Puerto Rico Resident Commissioner Pedro Pierliusi and Governor Alejandro Garcia Padilla are working with fellow Democrats to lure Republicans into passing a bill (H.R. 870) that would give Puerto Rico a bailout, and allow Puerto Rico to walk away from its debts.
We at CFIF are concerned that some Republicans in Congress are receptive to this taxpayer bailout. Representative Goodlatte of Virginia, who chairs the House Judiciary, recently visited Puerto Rico to explore pursuing Chapter 9 having set the legislative process in motion when he consented to having a public hearing on the proposal back in February.
Chapter 9would hurt thousands of hardworking Americans on the mainland and in Puerto Rico who have invested savings in Puerto Rican bonds. And longer-term, it would do nothing to reform a broken Island. Furthermore, a Chapter 9 bailout flies in the face of principles for which Republicans are supposed to stand: limited government, fiscal responsibility and the rule of law. Some Puerto Rican apologists have even suggested that if Puerto Rico is not granted Chapter 9, the Island will just come calling for a bailout. But that is a false choice, and a stick-up by San Juan and their cronies.
Fortunately, better alternatives exist.
For example, the Puerto Rican Government could actually pay the hundreds of millions of dollars it owes to the power authority (PREPA) or Congress could also impose greater oversight over Puerto Rico. Remember, a financial control board was effective in reforming the District of Columbia’s finances 20 years ago, accomplished on a bipartisan basis by a Republican Congress and a Democratic President. Ultimately, that might be the way to put in place comprehensive, structural reforms so that Puerto Rico never again spirals out of control.
This brings us back to the Republican Congress, specifically Rep. Goodlatte. At a minimum, holding a hearing signals openness to the bill. Yet, this changes the rules in the middle of game and can have economic consequences, which Rep. Goodlatte has acknowledged.
Now that Rep. Goodlatte has met in Puerto Rico with its leaders, fellow conservatives are looking to him to put the brakes on this bailout.
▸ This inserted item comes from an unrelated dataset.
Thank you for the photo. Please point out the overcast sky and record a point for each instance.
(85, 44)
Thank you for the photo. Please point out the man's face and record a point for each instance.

As Jay Marts of the Virginia Northern Shenandoah Tea Party writes, “H.R 870 is not a conservative solution,” but “a gift to the Democrats.”
American taxpayers should not be saddled with yet another bailout and force Americans saving for retirement to take a financial hit. Instead, Congressional Republicans should guide Puerto Rico into doing the right thing: trim spending and taxes, stand up to unions and undertake badly-needed governing reforms. The time is right for a control board.